Additionally, we report lower rates of FI at Seattle Children’s Hospital compared to Riley Hospital for Children, as well a lower rate of FI than that reported in a previous FI study at Seattle Children’s among a different clinical cohort of ESKD patients [4]. We speculate that these differences may potentially reflect the positive impact of earlier adoption of FI screening and the availability of an on-site food pantry at Seattle Children’s Hospital, the establishment of which preceded the COVID-19 pandemic. Conversely, no on-site food pantry was available at Riley Hospital for Children during the time of this study. Similar to what has been reported in other patient populations, availability of an on-site food pantry may have decreased barriers to accessing food for families with FI [9, 11, 12]. While no baseline data on FI rates at Riley Hospital for Children is available, we speculate that the lower rates at Seattle Children’s despite the COVID-19 pandemic may reflect the previous work and resources available to this population, particularly the presence of an on-site food pantry.

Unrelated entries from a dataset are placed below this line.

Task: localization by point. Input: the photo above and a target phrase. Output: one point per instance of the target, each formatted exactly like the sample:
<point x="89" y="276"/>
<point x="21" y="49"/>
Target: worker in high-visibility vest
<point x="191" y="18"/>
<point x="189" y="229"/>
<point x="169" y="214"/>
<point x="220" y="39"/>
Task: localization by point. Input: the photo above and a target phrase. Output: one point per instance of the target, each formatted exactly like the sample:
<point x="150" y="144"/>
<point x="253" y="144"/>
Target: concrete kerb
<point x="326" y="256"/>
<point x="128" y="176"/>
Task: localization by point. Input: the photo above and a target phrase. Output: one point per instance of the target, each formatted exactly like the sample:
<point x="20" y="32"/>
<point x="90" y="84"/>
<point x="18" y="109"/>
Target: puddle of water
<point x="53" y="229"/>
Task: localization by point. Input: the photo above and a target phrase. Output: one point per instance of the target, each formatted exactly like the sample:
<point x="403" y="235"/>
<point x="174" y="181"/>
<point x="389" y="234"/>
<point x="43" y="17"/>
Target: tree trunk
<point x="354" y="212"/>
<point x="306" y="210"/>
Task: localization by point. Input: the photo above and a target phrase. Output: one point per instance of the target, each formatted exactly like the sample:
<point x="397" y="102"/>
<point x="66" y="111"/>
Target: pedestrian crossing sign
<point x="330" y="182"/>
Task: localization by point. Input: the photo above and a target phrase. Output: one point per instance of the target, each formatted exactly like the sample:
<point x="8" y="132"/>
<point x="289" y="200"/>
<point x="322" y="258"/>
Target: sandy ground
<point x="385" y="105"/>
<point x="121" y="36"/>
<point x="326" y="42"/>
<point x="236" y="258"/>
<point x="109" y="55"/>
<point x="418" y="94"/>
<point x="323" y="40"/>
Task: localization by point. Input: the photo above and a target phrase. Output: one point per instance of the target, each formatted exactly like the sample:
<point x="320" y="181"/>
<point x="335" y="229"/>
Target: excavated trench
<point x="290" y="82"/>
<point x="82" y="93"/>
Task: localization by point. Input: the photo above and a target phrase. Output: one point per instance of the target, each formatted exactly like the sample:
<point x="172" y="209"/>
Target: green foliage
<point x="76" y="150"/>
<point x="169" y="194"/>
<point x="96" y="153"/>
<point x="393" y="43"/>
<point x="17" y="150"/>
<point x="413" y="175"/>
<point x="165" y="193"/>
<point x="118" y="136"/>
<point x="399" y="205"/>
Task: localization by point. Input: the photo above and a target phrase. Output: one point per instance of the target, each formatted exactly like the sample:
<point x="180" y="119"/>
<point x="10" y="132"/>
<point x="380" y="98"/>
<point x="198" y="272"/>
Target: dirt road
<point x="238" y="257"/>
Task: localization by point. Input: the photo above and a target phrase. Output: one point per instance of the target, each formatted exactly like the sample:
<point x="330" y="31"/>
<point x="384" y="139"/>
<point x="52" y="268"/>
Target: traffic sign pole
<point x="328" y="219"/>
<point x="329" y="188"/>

Both FI and COVID-19 are known to disproportionately affect racial minorities, and structural racism is an important underpinning of these disparities.[13] While we did not observe differences in the prevalence of FI by race, this may have been due to small sample size. A recent cross-sectional study of national data found that during the COVID-19 pandemic, FI did not significantly differ between racial groups, but racial minorities were significantly less confident about their food security compared to white participants.[14]
Food insecurity is an essential social determinant of health that has been tied to higher rates of chronic disease and poorer health outcomes [15]. These concerns are exacerbated by a global pandemic that has highlighted disparities and further strained already-limited social resources. Increased rates of unemployment and poverty, two strong drivers of FI, increased worldwide following the COVID-19 pandemic [16]. Other factors which may contribute to high FI prevalence during COVID-19 include school closures and virtual learning resulting in the loss of SNAP subsidized meals.[17, 18]
This study has several limitations. First, patients and families may have reasons not to disclose FI, thus leading to an underestimate of FI prevalence. Enlisting the help of a social worker or other dialysis team member with good rapport with families may help them to feel more comfortable in disclosing FI.[19] Further, owing to the relative rarity of pediatric ESKD, the sample size is limited. Additionally, we do not have available data on the prevalence of FI at Riley Hospital for Children prior to the COVID-19 pandemic, limiting longitudinal comparions among part of the cohort. Despite these limitations, our study highlights the frequency and importance of FI among children with ESKD.